La actividad de Jesús –resumida de forma escueta– consiste en mostrar, con la más delicada de las didácticas, la genialidad única de cada ser humano y, por ende, que el Estado no es quien para determinar quién debe o no debe nacer, ni para categorizar a los hijos según la ley del deseo ni, mucho menos, para abandonar en el desamparo a la madre necesitada de protección.

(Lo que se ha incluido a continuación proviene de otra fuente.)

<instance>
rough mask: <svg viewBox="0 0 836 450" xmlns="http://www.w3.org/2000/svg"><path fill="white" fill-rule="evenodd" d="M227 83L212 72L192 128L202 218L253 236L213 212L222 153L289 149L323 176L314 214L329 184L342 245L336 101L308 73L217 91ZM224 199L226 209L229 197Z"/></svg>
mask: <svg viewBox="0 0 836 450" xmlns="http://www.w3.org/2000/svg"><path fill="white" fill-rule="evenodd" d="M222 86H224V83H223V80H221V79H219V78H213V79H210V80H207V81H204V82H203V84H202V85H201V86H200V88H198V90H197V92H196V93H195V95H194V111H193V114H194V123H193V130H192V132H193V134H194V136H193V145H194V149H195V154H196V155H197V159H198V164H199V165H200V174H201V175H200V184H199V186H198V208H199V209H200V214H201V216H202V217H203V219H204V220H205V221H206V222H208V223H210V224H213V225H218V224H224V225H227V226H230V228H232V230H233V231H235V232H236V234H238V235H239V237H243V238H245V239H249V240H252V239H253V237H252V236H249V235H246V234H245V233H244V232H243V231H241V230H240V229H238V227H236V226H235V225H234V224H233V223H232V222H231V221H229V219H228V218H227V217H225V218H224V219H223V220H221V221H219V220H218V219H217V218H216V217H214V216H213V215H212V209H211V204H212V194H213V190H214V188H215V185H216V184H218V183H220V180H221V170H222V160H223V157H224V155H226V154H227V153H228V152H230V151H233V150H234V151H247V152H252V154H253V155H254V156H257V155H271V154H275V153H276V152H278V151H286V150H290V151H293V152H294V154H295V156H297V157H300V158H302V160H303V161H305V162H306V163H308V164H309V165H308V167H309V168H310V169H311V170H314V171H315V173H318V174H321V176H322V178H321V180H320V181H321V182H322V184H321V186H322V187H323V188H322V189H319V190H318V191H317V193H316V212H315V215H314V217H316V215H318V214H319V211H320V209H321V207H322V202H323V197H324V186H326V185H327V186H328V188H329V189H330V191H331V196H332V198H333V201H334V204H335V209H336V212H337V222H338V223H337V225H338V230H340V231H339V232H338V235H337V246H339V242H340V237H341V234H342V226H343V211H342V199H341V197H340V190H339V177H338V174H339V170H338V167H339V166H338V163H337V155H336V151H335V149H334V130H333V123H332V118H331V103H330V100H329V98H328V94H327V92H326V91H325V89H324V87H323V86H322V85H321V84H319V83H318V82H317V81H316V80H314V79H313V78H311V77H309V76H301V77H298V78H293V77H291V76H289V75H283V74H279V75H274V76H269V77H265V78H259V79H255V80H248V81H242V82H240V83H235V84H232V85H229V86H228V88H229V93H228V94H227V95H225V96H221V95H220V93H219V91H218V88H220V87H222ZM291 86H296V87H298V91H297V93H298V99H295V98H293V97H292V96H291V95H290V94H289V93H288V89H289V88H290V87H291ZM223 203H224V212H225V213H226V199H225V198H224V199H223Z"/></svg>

Me ha llegado la invitación al cuarenta cumpleaños de Jóvenes Provida. Se trata de un pantallazo a un wasap. En él se ve la preciosa imagen de un bebé recién llegado al mundo, de ojos y boca brillantes, cejas apenas dibujadas y un finísimo cabello negro, acompañada por un mensaje: «Hola, Jesús. No sé si te acuerdas de mí. Un día me encontraste de camino al centro para abortar, me hablaste, te escuché y me ayudaste a retroceder. Pues, bueno, me toca decirte que ayer nació mi pequeñín». Al festejo del aniversario acudieron unos cuantos jóvenes que nacieron hace treinta y dos, veintisiete, doce, tres años… Sus madres –que participaron en el evento– también se encontraron con el doctor Poveda en la encrucijada más difícil de su existencia. ¿Qué hizo Jesús para que cambiaran en su negra determinación? Puedo imaginármelo: mirarlas a los ojos, sonreírlas y soltar un «tranquila, porque a partir de ahora no volverás a sentirte sola. ¿Quieres escuchar el latido de tu hijo?».
En la fiesta hubo ausencias. Muchísimas. Y no me refiero a las invitaciones rehusadas, tampoco a los asociados que han fallecido a lo largo de estas cuatro décadas, sino a los cientos de miles de madres que desde que se legalizó el aborto no tuvieron la suerte de toparse con Jesús Poveda, y a las que, por tanto, solo se les ofreció la peor de las alternativas. Y, por supuesto, sus hijos, de quienes nos queda el frío hueco de su ausencia.